Introduction

Human nuclear receptors (NR) form a superfamily of 48 evolutionarily related transcription factors that rely on ligand binding (endogenous ligands: hormones, vitamins, and dietary lipids; exogenous ligands: pharmaceutical agents and toxins) and co-regulator recruitment to mediate the transcriptional activity of target genes1,2,3. NRs are typically comprised of five common domains: (i) nonconserved N-terminal A/B domain, (ii) highly conserved DNA-binding domain (DBD, C domain), (iii) flexible hinge between the DBD and LBD regions (D domain), (iv) moderately conserved ligand-binding domain (LBD, E domain), and (v) nonconserved C-terminal F domain1. Early phylogenetic studies further classified the NR superfamily into seven subfamilies or classes based on sequence similarity, including thyroid hormone receptors (class I), retinoid X receptors (class II), estrogen receptors (class III), nerve growth factors (class IV), steroidogenic factors (class V), germ cell nuclear factor (class VI), and class 0 NRs (NR0B1 and NR0B2) that lack a DBD4,5. Though ligand binding predominantly occurs in the nucleus, a number of class III NRs (ESR1 (NR3A1), GR (NR3C1), MR (NR3C2), PR (NR3C3) or AR (NR3C4)) bind to their respective ligands in the cytoplasm leading to subsequent NR translocation to the nucleus6,7. Despite similar structural architecture, differences in NR sequence homology (NR classes 0-VI), ligand binding (endocrine NRs, orphan NRs or adopted NRs), and NR-NR interaction (homo- and heterodimerization) ultimately result in tissue-specific responses7,8,9,10. NRs are therefore able to control a number of pivotal physiological processes (e.g. development, metabolism, reproduction, cell cycle, differentiation) and diseases (e.g. cancer, osteoporosis, diabetes, cardiovascular disease)8,11.

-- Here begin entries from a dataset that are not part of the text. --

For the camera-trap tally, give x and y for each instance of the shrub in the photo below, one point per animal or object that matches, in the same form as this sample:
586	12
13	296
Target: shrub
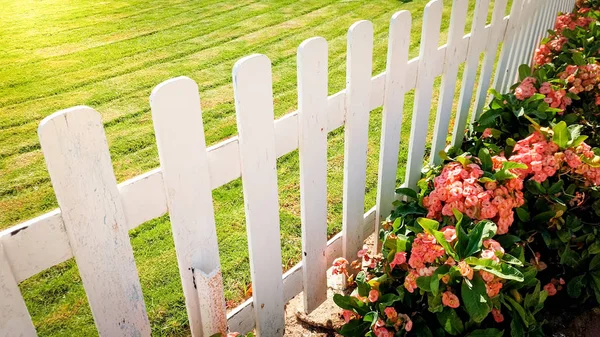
510	221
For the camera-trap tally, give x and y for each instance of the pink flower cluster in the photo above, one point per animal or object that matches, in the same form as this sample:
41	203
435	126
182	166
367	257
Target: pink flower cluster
573	160
556	96
571	21
424	250
538	154
583	79
545	53
493	284
457	187
526	88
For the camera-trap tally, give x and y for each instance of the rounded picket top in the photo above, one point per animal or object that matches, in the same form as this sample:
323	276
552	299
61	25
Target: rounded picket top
80	112
172	89
314	44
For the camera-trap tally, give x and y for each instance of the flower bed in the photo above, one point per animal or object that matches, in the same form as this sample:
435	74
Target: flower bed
507	227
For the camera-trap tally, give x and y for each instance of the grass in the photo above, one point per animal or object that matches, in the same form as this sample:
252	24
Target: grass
109	55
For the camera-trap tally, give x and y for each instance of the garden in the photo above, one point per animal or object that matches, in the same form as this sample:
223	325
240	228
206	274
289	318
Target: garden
503	237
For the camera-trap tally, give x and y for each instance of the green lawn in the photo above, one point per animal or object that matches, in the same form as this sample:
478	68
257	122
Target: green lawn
109	55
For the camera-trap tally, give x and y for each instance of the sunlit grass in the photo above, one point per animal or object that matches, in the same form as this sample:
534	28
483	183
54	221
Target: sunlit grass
109	55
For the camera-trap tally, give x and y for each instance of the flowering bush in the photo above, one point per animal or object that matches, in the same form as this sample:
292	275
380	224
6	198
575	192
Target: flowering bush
510	221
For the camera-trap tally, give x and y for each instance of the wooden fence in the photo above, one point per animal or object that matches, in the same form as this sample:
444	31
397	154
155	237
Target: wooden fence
96	214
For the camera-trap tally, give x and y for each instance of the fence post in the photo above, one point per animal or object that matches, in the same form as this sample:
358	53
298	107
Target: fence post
476	45
14	317
252	85
496	27
430	38
76	153
393	106
312	128
508	46
179	132
359	65
458	18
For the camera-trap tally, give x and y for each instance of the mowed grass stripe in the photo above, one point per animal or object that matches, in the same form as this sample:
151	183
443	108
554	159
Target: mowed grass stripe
162	41
56	297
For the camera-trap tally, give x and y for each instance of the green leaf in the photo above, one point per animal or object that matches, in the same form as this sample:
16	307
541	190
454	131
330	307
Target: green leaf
351	303
556	187
355	328
486	333
428	224
509	165
437	276
483	230
524	71
434	302
512	260
486	159
561	134
450	321
475	299
523	215
519	309
363	285
501	270
409	192
424	283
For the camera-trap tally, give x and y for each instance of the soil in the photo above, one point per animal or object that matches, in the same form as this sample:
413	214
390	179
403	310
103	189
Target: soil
326	319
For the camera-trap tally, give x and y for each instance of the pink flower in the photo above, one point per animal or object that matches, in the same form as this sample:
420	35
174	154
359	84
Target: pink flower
449	233
408	324
450	300
373	295
465	270
498	317
550	289
339	266
399	258
391	313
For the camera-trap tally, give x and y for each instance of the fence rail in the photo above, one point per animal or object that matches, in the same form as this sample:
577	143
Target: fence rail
95	213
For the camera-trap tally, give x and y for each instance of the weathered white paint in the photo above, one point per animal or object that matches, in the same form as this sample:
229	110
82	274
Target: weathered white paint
489	58
432	18
393	105
212	301
252	87
476	45
14	317
312	129
179	133
359	65
509	39
458	19
43	242
77	157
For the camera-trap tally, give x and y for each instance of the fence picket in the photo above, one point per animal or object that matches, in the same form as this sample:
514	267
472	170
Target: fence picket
503	69
476	45
77	157
458	19
14	317
253	93
430	38
393	106
496	27
179	132
359	66
312	128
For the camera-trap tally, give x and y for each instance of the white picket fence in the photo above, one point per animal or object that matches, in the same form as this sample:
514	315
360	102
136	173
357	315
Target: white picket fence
95	213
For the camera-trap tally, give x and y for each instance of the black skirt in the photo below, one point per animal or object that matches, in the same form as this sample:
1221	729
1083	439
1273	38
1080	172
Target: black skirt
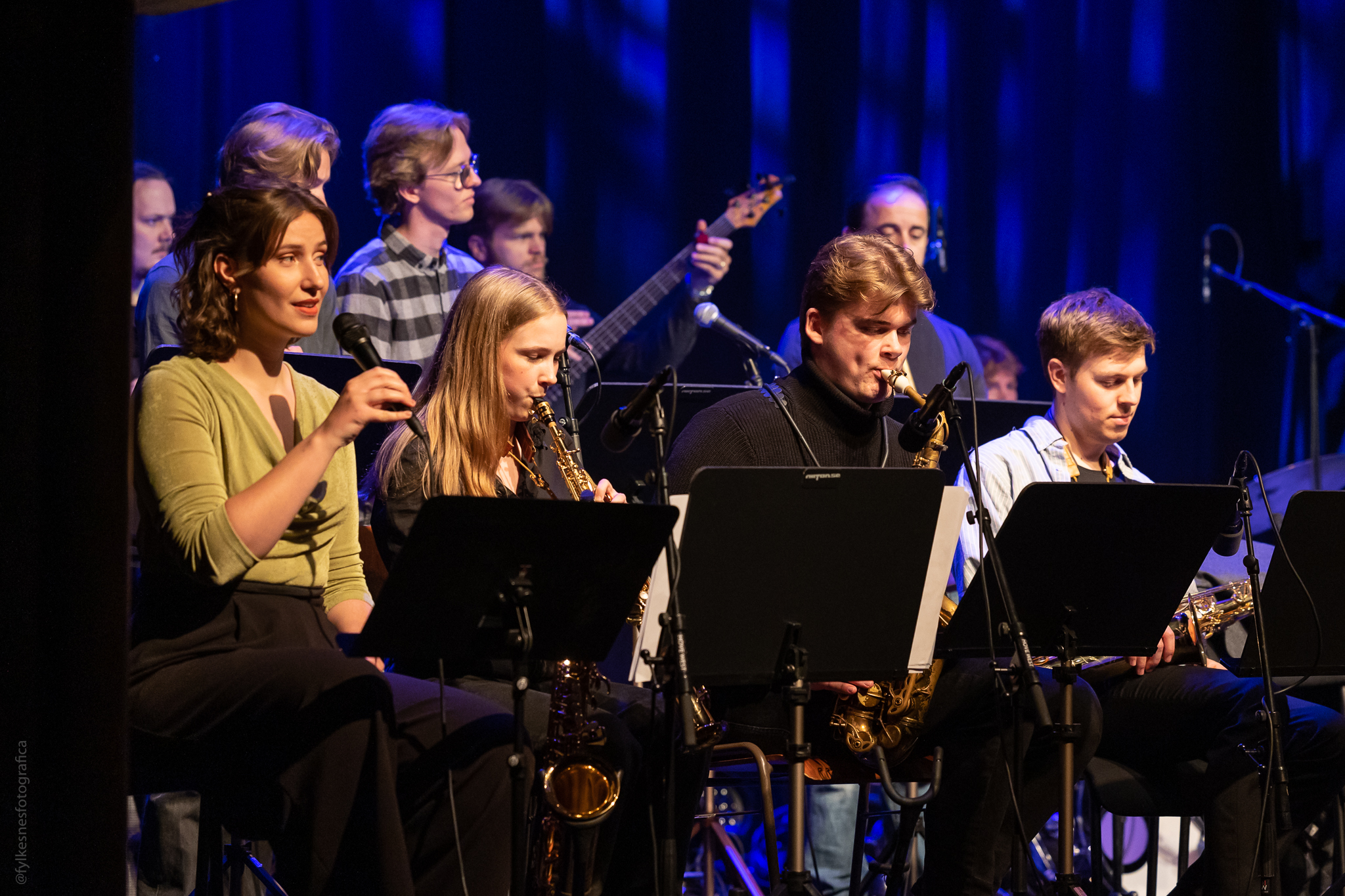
271	711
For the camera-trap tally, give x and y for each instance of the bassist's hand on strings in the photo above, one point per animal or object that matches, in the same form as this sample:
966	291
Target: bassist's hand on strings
1162	654
709	259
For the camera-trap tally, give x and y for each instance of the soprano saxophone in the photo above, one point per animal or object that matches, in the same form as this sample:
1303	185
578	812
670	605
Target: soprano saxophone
891	714
579	482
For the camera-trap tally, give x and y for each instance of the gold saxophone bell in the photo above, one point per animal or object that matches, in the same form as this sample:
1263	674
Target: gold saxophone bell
891	714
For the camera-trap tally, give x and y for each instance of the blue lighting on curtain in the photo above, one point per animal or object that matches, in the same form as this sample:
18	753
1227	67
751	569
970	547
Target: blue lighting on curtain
934	139
426	33
1146	46
770	152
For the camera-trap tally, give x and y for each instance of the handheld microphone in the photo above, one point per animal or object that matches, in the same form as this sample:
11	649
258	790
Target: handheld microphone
1204	277
1229	539
626	422
919	429
939	244
708	314
355	341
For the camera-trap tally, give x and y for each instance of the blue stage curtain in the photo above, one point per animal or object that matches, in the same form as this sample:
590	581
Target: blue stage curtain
1071	144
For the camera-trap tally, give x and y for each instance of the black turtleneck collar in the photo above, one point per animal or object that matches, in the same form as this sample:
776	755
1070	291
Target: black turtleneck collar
854	417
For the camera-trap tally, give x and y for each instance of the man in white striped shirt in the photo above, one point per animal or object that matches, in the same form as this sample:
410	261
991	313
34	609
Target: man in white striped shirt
422	175
1158	715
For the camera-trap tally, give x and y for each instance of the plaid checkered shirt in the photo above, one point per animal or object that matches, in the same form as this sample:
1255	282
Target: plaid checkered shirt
403	295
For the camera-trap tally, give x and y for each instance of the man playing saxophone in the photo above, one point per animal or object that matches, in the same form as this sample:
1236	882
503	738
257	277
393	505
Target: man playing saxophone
860	299
1093	351
487	430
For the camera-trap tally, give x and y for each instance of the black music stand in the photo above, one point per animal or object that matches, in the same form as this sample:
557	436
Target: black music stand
486	578
1312	534
767	551
1095	570
630	471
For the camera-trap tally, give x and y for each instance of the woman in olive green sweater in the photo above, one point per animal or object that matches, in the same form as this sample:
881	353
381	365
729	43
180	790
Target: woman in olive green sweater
245	479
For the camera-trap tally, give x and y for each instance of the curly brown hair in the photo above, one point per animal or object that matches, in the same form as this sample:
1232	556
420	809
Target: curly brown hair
404	142
862	268
246	226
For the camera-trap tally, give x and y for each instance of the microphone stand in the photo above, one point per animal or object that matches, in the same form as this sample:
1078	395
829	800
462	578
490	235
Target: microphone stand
1308	319
670	668
1273	769
1067	731
563	375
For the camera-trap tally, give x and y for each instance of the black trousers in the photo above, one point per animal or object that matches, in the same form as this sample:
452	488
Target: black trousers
970	825
634	723
1178	714
265	700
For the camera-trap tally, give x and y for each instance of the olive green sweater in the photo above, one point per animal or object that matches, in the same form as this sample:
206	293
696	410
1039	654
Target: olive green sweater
200	440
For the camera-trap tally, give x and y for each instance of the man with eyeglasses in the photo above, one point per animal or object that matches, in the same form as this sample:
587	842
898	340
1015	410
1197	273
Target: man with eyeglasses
422	177
898	207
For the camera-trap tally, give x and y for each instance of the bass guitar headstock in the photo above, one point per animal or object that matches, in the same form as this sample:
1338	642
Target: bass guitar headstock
751	206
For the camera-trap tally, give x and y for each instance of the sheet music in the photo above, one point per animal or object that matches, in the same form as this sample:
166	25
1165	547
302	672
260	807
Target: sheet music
951	513
658	602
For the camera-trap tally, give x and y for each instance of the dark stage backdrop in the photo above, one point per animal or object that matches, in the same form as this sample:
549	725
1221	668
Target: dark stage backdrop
1072	144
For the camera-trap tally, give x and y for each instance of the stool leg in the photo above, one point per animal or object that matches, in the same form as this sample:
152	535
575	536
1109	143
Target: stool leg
210	878
234	864
1118	852
1152	857
861	825
1340	833
708	836
1183	845
1095	875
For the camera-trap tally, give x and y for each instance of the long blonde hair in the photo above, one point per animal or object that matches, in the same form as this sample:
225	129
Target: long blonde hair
462	399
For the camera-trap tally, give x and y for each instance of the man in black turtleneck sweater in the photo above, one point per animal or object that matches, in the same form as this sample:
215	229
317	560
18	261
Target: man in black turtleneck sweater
860	300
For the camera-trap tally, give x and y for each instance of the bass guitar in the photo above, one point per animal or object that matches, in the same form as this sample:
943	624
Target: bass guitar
744	210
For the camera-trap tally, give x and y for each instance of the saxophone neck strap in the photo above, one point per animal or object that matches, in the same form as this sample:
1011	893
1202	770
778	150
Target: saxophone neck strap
772	393
1071	465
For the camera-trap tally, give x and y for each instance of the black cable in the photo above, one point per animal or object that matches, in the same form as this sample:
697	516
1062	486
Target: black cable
598	372
1279	543
1238	269
671	418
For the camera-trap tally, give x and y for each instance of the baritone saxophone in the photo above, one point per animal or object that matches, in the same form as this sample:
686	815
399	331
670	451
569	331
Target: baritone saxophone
891	714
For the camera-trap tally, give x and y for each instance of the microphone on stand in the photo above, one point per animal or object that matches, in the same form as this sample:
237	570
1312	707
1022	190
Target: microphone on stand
354	339
627	422
1229	539
940	244
920	426
708	314
1204	277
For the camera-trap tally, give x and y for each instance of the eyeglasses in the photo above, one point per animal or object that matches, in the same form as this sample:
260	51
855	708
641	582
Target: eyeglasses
462	175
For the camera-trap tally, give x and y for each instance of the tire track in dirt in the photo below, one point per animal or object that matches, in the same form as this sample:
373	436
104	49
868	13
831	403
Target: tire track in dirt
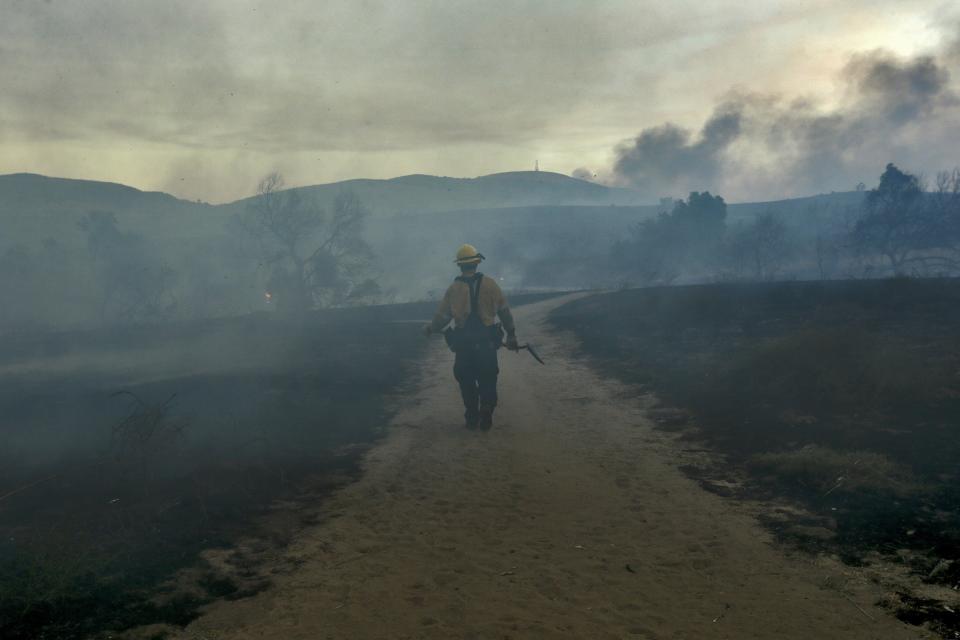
566	520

Consequently, about 16% of FDA-approved drugs currently target NRs, further highlighting the importance of NRs in human disease3. Due to their effect on various cancer-related processes (e.g. tumor initiation and therapeutic response), NRs have become attractive targets for anticancer drug development10,12. Tamoxifen, an estrogen receptor alpha (ERα) antagonist, was first introduced as a palliative agent for advanced breast cancer during the 1970s, but was later proven to be an effective adjuvant therapy for ERα-positive breast cancer patients13. Other pharmaceutical agents have since been FDA-approved for prostate cancer (androgen receptor (AR) antagonists), acute promyelocytic leukemia (retinoic acid receptor (RAR) agonists), AIDS-related Kaposi’s sarcoma (RAR and retinoid X receptor (RXR) agonists), and cutaneous T-cell lymphoma (RXR modulators), while others are currently in clinical trials (ER, AR, RAR, RXR, glucocorticoid receptor (GR), RAR-related orphan receptor (ROR), vitamin D receptor (VDR), peroxisome proliferator-activated receptor (PPAR), liver X receptor (LXR), and farnesoid X receptor (FXR))10. Other less well-known NRs, such as NR1I2 (PXR) and NR1I3 (CAR), have been shown to have an effect on the pharmacokinetics and pharmacodynamics of anticancer drugs14,15.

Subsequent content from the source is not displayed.